In tale genere di narrazione, a cui appartengono il Mahābhārata e il Rāmāyana, il racconto comincia non a partire dall'iniziativa del narratore, bensì dalla richiesta dell'ascoltatore; così viene a configurarsi "una struttura di racconti dentro racconti [che] si affida a molte voci diverse, un movimento arterioso che molto spesso si lascia andare a digressioni in anse che prima o poi si riuniscono al corso principale" (p. 76). Gli interlocutori non sono semplici dettagli decorativi, ma raccolgono la volontà degli ascoltatori sullo sviluppo del ciclo narrativo; tutte queste svolte digressive stimolano la curiosità degli ascoltatori.

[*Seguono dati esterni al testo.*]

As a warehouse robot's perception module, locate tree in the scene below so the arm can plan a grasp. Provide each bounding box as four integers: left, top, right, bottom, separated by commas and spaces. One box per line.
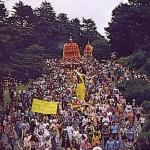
105, 1, 150, 56
9, 1, 34, 27
92, 37, 112, 60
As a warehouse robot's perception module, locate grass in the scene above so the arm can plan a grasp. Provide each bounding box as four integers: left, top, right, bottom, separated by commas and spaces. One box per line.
4, 84, 27, 102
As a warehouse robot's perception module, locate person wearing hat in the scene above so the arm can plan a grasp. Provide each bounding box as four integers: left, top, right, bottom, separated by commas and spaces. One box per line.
102, 124, 110, 146
23, 133, 31, 150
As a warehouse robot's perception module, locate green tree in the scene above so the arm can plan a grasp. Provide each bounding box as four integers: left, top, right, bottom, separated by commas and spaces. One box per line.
105, 1, 150, 56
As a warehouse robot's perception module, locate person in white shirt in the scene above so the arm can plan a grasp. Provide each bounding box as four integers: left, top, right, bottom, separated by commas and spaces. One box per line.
66, 124, 74, 141
139, 114, 145, 128
23, 134, 31, 150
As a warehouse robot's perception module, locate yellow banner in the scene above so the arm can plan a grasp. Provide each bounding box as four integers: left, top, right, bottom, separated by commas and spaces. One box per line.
31, 99, 58, 114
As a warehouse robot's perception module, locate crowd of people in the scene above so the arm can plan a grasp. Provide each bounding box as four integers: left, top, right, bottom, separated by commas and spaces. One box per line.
0, 58, 150, 150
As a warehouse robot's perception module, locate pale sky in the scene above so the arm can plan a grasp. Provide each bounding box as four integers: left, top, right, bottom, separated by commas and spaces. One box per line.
5, 0, 128, 36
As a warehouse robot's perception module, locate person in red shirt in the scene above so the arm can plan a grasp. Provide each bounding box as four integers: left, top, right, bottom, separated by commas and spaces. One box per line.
81, 139, 92, 150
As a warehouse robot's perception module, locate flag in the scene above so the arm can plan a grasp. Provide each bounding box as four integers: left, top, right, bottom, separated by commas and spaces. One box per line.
31, 99, 58, 114
75, 71, 86, 101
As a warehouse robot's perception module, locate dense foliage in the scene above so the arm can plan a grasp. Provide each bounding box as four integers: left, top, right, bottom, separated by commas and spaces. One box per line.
105, 0, 150, 56
0, 1, 110, 79
118, 79, 150, 104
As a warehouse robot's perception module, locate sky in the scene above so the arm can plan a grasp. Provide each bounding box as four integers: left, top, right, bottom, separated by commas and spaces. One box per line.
4, 0, 128, 36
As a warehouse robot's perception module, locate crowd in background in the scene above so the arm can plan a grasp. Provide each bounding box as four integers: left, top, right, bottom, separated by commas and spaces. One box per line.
0, 58, 150, 150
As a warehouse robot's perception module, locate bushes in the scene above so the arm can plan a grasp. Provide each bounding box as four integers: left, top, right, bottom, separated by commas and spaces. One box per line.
118, 79, 150, 104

Ma la caratteristica peculiare che rende assai differente questo paradigma narrativo è il primato della ricorsività e della ripetizione rispetto alla centralità dell'esperienza diretta e della testimonianza immediata del narratore. Guha definisce l'itihāsa come "luogo discorsivo dove itiha [il passato nel suo esser tramandato] deposita qualunque cosa sia incluso in esso come una citazione riguardante il passato [...]; depositario di storie raccontate dalla tradizione e tramandate di generazione in generazione fin dall'antichità" (pp. 80-81). Tutto ciò implica due considerazioni, la prima è che l'itihāsa si basa sulla fiducia nella capacità della storia di rinnovarsi ad ogni narrazione; la seconda è che "la storia che entra a far parte dell'itihāsa non si basa tanto sull'immediatezza di un'esperienza personale, quanto piuttosto su una specifica distanza tra il narratore e l'evento" (pp. 79-80).

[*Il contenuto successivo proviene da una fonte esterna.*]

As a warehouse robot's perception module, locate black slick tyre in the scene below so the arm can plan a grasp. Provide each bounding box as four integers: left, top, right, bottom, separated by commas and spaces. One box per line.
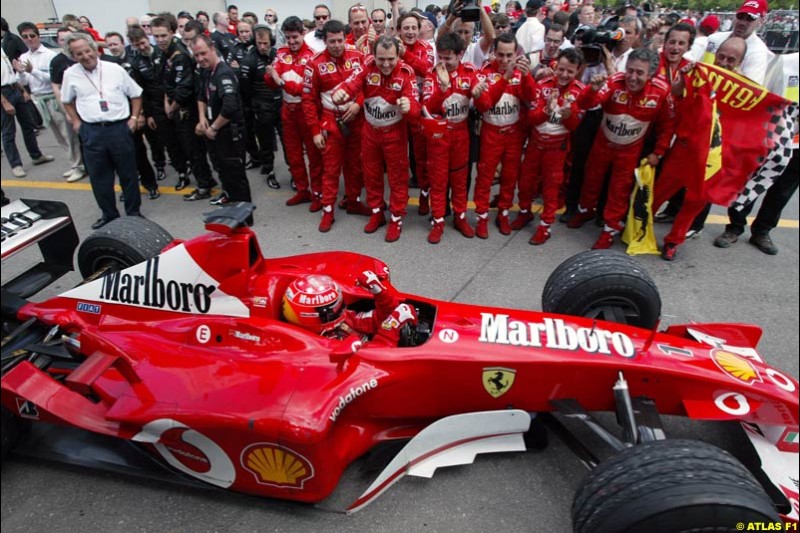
78, 217, 173, 278
572, 440, 780, 533
542, 250, 661, 328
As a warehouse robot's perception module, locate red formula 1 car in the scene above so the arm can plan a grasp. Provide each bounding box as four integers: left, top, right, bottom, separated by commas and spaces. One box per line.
2, 204, 798, 532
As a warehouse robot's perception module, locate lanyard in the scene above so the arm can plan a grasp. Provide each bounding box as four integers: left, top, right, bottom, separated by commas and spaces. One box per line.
81, 62, 103, 100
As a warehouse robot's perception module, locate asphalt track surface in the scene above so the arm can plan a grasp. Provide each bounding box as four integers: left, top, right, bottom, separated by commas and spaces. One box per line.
0, 125, 799, 533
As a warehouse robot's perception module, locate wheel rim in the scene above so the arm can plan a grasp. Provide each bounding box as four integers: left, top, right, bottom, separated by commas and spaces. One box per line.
581, 297, 642, 326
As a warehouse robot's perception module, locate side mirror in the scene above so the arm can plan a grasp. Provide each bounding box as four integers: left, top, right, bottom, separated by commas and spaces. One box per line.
330, 333, 363, 363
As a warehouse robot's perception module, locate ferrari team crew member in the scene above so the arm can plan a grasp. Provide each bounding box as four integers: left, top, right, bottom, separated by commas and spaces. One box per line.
568, 48, 673, 250
333, 35, 420, 242
192, 35, 252, 218
345, 4, 377, 56
264, 17, 322, 208
150, 17, 216, 201
282, 270, 418, 346
511, 48, 584, 245
472, 33, 536, 239
397, 13, 434, 215
421, 33, 477, 244
303, 20, 372, 233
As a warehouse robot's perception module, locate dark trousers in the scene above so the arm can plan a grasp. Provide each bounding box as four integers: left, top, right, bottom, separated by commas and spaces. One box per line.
0, 86, 42, 168
565, 110, 605, 212
79, 120, 142, 219
207, 123, 252, 202
725, 148, 800, 235
258, 101, 280, 172
151, 115, 194, 174
173, 109, 217, 189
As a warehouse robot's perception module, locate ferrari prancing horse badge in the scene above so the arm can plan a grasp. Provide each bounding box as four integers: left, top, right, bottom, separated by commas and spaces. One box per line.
483, 366, 517, 398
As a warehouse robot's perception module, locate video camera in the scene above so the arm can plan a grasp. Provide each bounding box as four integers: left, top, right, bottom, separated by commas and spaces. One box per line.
447, 0, 482, 22
575, 27, 625, 65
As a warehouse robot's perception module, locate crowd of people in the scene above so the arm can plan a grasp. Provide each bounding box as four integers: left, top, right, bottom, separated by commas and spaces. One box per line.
2, 0, 798, 260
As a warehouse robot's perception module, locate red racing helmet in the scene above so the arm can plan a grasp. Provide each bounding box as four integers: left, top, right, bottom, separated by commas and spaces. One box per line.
283, 274, 344, 333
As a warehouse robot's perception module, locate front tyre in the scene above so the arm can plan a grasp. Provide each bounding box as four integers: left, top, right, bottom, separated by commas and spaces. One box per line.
78, 217, 173, 279
572, 440, 780, 533
542, 250, 661, 329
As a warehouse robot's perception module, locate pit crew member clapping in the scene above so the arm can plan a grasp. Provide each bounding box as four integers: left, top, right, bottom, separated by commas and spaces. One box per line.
333, 35, 420, 242
472, 33, 536, 239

Tuttavia non si comprenderebbe bene in che specie di ripetizione o di ri-narrazione consista l'itihāsa se non si tenesse conto dell'importanza che riveste la cosiddetta adbhutarasa, ovvero il tipo di risposta estetica che è tonalizzata emotivamente - riprendendo così come schema analogico la Befindlichkeit heideggeriana - dalla meraviglia. La percezione del rasa, che dispone il soggetto all'apertura o alla chiusura nei confronti di se stesso e del mondo è dunque indistinguibile dalla conoscenza di sé e le trasformazioni interiori che essa comporta.

L'itihāsa e l'adbhutarasa devono essere considerate assieme per rendere conto di quel particolare rapporto copia-originale che provoca lo scuotimento emotivo del soggetto ogni volta che è sottoposto alla ripetizione di un racconto di meraviglia. È proprio la diversità di questo paradigma narrativo che consente la compresenza di ripetizione e meraviglia; dotando la cornice del racconto di una tensione digressiva sempre cangiante si ottiene un posizionamento estetico del soggetto sempre differente e spiazzante rispetto al precedente: "L'"ancora una volta" è separato da ciascun caso precedente da uno iato irriducibile che continua a generare variazioni, e con esse meraviglia, a ogni nuova narrazione" (p. 88).

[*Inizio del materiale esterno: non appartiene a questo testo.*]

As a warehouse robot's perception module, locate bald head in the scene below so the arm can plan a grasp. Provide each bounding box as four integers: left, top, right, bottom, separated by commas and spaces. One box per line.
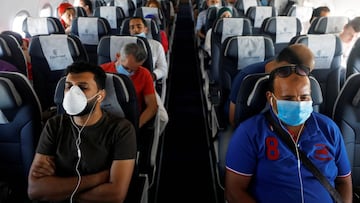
265, 43, 315, 73
289, 44, 315, 71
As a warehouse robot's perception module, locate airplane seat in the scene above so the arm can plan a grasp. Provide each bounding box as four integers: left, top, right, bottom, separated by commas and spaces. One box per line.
332, 73, 360, 198
217, 73, 323, 187
234, 0, 260, 16
70, 17, 111, 64
94, 6, 125, 35
54, 73, 149, 203
0, 34, 28, 77
22, 17, 65, 38
134, 6, 167, 30
97, 35, 153, 72
74, 6, 87, 17
110, 0, 136, 18
203, 7, 220, 33
204, 18, 252, 118
290, 34, 343, 117
261, 16, 302, 54
346, 39, 360, 79
286, 5, 314, 34
0, 71, 42, 203
245, 6, 276, 35
120, 18, 161, 42
308, 16, 349, 34
98, 36, 162, 185
29, 34, 89, 111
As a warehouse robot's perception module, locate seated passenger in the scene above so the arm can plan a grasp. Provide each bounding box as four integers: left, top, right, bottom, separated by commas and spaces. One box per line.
28, 63, 137, 202
129, 17, 168, 81
339, 17, 360, 67
100, 43, 158, 128
229, 44, 315, 127
57, 3, 76, 34
225, 59, 353, 203
204, 7, 233, 56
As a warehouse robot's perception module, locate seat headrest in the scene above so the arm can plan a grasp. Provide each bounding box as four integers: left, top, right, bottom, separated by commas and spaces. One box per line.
0, 78, 22, 110
309, 16, 349, 34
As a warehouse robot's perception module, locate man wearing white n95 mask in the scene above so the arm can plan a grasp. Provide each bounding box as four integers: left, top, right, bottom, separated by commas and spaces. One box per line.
28, 62, 136, 202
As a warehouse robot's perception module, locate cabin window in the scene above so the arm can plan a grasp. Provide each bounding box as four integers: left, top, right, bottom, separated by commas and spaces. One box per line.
12, 10, 30, 37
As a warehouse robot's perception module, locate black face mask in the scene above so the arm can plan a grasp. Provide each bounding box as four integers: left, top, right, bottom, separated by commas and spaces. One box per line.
74, 97, 97, 116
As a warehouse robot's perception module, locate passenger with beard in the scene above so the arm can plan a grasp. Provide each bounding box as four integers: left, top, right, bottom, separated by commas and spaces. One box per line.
28, 62, 136, 202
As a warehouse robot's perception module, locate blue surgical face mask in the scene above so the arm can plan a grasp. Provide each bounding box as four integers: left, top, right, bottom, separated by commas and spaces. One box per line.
116, 64, 132, 77
274, 96, 313, 126
135, 32, 146, 38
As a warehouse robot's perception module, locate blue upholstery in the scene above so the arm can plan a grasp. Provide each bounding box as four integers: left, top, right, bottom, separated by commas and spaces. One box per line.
290, 34, 342, 116
235, 0, 260, 16
0, 34, 28, 76
97, 35, 153, 72
0, 71, 42, 202
308, 16, 349, 34
22, 17, 65, 38
29, 34, 88, 110
210, 18, 252, 85
74, 6, 87, 17
94, 6, 125, 35
332, 73, 360, 191
70, 17, 111, 64
245, 6, 276, 34
261, 16, 302, 54
346, 39, 360, 78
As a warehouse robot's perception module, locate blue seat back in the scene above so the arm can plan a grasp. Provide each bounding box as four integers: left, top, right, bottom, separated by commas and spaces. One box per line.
94, 6, 126, 35
29, 34, 88, 110
332, 73, 360, 188
290, 34, 343, 116
0, 71, 42, 202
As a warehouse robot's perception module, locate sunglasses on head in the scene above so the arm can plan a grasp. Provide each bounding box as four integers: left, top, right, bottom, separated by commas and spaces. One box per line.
272, 65, 310, 78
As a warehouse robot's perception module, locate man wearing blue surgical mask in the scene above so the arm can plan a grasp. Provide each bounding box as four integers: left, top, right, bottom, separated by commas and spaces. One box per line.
28, 62, 137, 202
225, 64, 352, 203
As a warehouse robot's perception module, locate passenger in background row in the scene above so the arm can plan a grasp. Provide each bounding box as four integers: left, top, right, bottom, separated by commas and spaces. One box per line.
57, 3, 76, 34
129, 17, 169, 81
28, 63, 137, 203
310, 6, 330, 23
79, 0, 93, 16
339, 17, 360, 67
204, 7, 233, 56
100, 43, 158, 129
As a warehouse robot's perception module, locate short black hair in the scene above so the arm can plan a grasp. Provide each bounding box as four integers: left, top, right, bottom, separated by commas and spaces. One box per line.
120, 43, 147, 62
276, 46, 303, 64
65, 61, 106, 90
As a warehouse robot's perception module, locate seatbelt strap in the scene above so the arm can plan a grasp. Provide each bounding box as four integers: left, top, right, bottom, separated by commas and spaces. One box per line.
265, 111, 343, 203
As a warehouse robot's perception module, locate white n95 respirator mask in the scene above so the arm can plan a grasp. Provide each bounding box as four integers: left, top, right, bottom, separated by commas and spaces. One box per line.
63, 85, 98, 116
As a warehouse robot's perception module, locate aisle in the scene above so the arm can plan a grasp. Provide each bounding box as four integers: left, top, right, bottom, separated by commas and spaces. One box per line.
155, 1, 216, 203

Nell'ultima parte del volume Guha presenta uno degli ultimi interventi di Rabindranath Tagore sulla questione della storiografia. A ulteriore rinforzo delle precedenti considerazioni il monito del poeta indiano si rivolge al modo accademico e colonialista di scrivere la storia, che finisce per escludere la vita quotidiana, il vissuto più profondo di tutte quelle persone che nell'interazione di ogni giorno intessono una rete di relazioni condivise e tramandate, la quale costituisce quegli ampi pezzi di storicità dinnanzi ai quali il progetto storiografico coloniale si mostra del tutto inadeguato. È soltanto grazie all'azione congiunta di letteratura e storiografia che per Tagore si può recuperare questa dimensione della storicità espulsa da ogni rappresentazione, solo se il discorso storico si arricchisce della creatività del poeta si può rendere conto dell'idea fondamentale dell'impresa storiografica di Guha, cioè, con le parole di Massimiliano Guareschi: "quella di uno spazio autonomo della politica dei subalterni, che in forme proprie, attraverso la mobilitazione di modelli organizzativi e riferimenti simbolici specifici, si giustappone allo spazio politico delle élite" (p. 8).